Like how "literally" has come to represent the feeling of emphasis, and the association with the experience of one-upping other emphatic adjectives like "extremely."



Common use does not make it right. People using litterally in this way are just showcasing their ignorance.


You must not be familiar with the "Prescriptivist vs Descriptivist" debate.

http://english.blogoverflow.com/2012/10/prescriptivism-and-d...


> Common use does not make it right.

In fact, this is the very mechanism by which language evolves.


You mean degrades?


Being flexible with my language doesn't keep me from being precise. I said what I meant.


Actually not. If you google the debate you'll find there's a history of using the word this way that goes back a very, very, long time in a variety of literature.

I have to admit I thought the same as you until someone pointed this out.


Common use is literally the only thing which defines correctness.


¿Por que no los dos?
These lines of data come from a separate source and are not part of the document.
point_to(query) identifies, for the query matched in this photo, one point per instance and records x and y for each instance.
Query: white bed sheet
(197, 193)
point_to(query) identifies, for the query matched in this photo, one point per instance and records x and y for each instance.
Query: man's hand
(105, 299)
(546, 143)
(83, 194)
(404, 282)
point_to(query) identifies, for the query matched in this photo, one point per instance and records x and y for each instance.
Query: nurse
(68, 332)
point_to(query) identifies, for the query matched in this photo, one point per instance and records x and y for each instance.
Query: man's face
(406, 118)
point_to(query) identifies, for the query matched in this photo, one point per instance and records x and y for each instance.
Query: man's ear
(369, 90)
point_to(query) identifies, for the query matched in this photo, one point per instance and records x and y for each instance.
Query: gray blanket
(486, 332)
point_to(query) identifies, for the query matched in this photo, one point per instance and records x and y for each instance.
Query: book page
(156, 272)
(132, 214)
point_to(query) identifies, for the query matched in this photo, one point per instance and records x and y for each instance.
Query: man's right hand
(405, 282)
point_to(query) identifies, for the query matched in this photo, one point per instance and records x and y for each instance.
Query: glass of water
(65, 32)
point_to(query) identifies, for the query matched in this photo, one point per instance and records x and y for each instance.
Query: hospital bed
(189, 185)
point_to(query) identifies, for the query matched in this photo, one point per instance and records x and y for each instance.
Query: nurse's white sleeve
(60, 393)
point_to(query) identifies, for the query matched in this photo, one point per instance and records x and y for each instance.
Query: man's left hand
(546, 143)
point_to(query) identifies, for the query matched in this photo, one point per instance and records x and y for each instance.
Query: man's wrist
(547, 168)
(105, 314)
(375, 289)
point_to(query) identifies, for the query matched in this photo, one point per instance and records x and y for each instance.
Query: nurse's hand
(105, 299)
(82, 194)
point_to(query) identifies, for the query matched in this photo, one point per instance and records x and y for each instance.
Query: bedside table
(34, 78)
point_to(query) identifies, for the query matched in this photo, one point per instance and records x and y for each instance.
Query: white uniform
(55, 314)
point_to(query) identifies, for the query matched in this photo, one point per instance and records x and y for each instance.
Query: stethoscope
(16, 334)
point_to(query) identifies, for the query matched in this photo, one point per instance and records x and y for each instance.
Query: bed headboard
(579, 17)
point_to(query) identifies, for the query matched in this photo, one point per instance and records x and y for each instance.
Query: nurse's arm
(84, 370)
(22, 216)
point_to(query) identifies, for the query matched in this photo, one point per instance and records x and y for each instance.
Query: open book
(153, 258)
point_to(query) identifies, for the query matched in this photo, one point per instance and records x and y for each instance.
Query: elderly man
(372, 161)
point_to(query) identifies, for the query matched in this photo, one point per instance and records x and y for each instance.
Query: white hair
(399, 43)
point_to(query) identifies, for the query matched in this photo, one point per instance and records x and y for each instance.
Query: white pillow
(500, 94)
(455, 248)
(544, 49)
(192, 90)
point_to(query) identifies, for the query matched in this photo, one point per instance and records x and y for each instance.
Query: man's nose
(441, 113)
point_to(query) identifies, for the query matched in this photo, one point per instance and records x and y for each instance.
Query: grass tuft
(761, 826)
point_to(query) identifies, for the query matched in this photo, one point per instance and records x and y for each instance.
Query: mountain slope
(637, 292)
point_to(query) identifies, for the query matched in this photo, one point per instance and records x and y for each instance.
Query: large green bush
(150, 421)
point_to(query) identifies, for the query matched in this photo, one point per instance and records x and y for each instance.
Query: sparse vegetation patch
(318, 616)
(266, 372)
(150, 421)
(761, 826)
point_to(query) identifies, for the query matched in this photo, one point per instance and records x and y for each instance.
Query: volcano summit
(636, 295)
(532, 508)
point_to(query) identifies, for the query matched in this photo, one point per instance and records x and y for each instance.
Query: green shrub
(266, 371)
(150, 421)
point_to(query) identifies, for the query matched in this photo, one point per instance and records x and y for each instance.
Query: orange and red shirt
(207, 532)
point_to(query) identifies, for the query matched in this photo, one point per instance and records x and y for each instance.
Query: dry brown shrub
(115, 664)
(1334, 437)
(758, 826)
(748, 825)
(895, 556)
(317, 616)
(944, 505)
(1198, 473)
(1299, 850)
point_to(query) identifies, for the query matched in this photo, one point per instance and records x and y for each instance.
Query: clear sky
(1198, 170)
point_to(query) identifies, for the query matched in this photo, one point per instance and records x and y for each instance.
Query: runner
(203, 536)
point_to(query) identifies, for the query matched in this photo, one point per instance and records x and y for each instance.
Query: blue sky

In current use, ‘literally’ for emphasis is a sign of a lowbrow sociolect.


> lowbrow sociolect

Is this Pretentious Twaddlese for "stupid"?


No, for ‘ignorant’, as the grandparent said.


The dictatorship of the Majority ?


I find it weird that this fight is only over "literally" (which doesn't actually literally mean non-metaphorically, but rather "to do with letters") but not "really", "truly" and "actually" and other such words which do literally mean "this is true and real".


You've fallen victim to Muphry's law:

https://en.wikipedia.org/wiki/Muphry%27s_law

"litterally" only has one t in it.


The same word in French as two so this is probably one letter that was dropped over time.


> Common use does not make it right.

Yes, it does. There is no "right" in language use beyond communication with the target audience. What people understand a word to mean is all there is.